May 1, 2015

Realizing continuous small improvements together

A good way to attain changes in organizations is to involve everyone in continuously realizing small changes. 

One of the important aspects of progress-focused work is to focus on small steps forward. Small steps have multiple advantages. One of the most important advantages is that the threshold to come into action is lowered. And once in action it is easier to make further progress. Sometimes people fear that taking small steps is not applicable in situation in which there are big problems. But maybe the opposite is the case. Especially when there are big problems small steps can be quite powerful.
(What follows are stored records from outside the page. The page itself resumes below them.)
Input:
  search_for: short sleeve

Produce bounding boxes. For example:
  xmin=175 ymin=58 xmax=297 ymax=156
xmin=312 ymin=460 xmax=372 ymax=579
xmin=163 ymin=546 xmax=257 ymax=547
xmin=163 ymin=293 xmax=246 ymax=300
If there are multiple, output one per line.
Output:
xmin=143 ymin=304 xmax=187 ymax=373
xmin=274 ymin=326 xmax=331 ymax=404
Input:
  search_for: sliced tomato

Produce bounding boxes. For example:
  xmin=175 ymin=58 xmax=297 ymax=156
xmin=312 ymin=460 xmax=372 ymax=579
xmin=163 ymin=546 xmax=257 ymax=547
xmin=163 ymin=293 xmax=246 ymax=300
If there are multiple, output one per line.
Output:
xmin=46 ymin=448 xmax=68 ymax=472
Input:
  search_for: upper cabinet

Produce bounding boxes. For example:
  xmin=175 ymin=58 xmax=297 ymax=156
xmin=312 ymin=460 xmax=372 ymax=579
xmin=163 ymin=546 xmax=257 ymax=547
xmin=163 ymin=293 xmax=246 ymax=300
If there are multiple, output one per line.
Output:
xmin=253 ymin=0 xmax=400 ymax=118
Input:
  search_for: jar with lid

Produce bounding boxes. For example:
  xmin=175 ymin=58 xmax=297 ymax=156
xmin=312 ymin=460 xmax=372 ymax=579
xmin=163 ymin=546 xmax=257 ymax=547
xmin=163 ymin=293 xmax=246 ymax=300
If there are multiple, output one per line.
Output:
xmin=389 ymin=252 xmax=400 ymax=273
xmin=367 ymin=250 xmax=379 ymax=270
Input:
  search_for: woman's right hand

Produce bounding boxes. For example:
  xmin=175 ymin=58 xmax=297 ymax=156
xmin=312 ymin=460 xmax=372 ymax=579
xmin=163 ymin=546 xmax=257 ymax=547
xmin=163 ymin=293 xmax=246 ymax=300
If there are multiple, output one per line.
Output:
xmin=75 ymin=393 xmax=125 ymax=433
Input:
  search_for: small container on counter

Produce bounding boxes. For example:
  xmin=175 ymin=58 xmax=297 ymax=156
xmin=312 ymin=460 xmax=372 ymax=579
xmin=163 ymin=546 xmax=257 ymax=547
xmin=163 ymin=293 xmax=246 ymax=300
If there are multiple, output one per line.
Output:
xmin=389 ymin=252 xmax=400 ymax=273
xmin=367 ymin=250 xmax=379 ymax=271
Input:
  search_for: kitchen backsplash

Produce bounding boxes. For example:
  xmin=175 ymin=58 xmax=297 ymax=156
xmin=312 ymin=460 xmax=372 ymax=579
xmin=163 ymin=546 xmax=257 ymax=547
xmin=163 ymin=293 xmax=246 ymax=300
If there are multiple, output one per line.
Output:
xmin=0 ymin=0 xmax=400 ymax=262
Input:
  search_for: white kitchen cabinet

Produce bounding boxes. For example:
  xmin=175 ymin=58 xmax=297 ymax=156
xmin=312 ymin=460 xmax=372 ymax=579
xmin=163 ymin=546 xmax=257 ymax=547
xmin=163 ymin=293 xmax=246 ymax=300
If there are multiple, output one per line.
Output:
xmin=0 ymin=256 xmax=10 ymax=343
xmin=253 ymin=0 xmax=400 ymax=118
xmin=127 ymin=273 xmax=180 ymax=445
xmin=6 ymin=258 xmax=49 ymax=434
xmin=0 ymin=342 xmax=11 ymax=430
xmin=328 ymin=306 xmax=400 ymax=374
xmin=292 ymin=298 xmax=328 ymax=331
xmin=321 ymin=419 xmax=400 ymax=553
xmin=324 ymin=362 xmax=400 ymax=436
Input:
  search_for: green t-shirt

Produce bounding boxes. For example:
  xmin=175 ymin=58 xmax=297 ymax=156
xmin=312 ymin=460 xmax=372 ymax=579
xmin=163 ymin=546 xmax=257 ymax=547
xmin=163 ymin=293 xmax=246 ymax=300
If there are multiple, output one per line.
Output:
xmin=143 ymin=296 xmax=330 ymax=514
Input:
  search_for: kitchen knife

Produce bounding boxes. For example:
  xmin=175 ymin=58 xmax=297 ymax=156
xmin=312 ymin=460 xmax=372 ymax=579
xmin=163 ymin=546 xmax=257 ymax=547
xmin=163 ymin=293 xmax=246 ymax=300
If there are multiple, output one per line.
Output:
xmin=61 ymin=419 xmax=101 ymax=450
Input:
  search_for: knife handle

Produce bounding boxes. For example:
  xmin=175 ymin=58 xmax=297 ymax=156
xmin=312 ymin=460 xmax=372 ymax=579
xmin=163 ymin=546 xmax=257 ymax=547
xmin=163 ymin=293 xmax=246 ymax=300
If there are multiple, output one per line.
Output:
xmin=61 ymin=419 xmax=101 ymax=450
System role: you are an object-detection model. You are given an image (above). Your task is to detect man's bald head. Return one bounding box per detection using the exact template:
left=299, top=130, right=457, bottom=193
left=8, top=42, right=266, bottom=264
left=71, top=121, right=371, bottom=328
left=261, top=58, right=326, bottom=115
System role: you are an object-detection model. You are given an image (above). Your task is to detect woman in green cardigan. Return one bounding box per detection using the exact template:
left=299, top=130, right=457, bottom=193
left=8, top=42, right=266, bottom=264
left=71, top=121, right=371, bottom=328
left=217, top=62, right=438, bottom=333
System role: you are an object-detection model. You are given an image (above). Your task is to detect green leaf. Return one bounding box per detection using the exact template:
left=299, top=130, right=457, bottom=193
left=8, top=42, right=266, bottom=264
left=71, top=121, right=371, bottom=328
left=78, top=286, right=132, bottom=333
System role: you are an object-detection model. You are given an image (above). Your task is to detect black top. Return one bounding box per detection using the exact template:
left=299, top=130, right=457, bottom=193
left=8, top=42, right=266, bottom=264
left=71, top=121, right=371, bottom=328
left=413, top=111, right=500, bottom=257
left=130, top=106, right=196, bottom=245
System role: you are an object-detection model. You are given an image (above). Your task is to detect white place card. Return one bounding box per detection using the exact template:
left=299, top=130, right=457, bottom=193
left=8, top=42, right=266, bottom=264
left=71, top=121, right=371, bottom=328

In my article Taming the beast, of some years ago, a case is described in which a manager started dealing with a huge problem in his organization via the small steps approach. This manager described how the focus on small steps helped him and his colleagues to finally make a start in tackling this big problem. After just a few days there was great enthusiasm and the confidence that the problem could be solved. After that I did not hear from this manager until two years later, when he wrote an update (The power of small steps in project management). In this update he wrote that not only the beginning of the project had gone very well but also the rest of the project and that they had held on to the small steps approach. Eventually this manager and his colleagues have even started to use the small steps approach in projects for their customers.

This week we did a growth mindset workshop at the invitation of Karin Groen, a manager who uses many progress-focused principles and techniques in her work. Karin told us about two booklets (one of them was this one) by Robert Maurer, a psychologist at UCLA who is specialized in Kaizen. Kaizen is a Japanese word which means something like good change or change to better. The core of Kaizen corresponds with the small steps approach which I described above. Maurer describes many practical examples of how powerful the small steps approach can work. One of the most important reasons, according to Maurer, why it works so well is that it creates less anxiety. When you aim for big and sudden change and ask big questions and give big assignments you will create fear in most people. But fear and creativity don't go together well.

What works better is a continuous approach in which you ask small questions and give small suggestions and in which you engage everyone. This way people can continuously be making small improvements which may lead to great results over time. A small example in the book shows that it does not always take long before big results happen when focusing on small steps.

Herb Kelleher, the former CEO of Southwest Airlines, wrote a letter asking each of the company's employees to save $5 a day. A flight attendant suggested using plain, unmarked trash bags instead of paying for the bags with the airline's logo. The small idea resulted in an annual savings of $300 thousand. Another employee took the stars instead of the elevator to save electricity. At the end of the year, the company cut costs by more than 5 percent.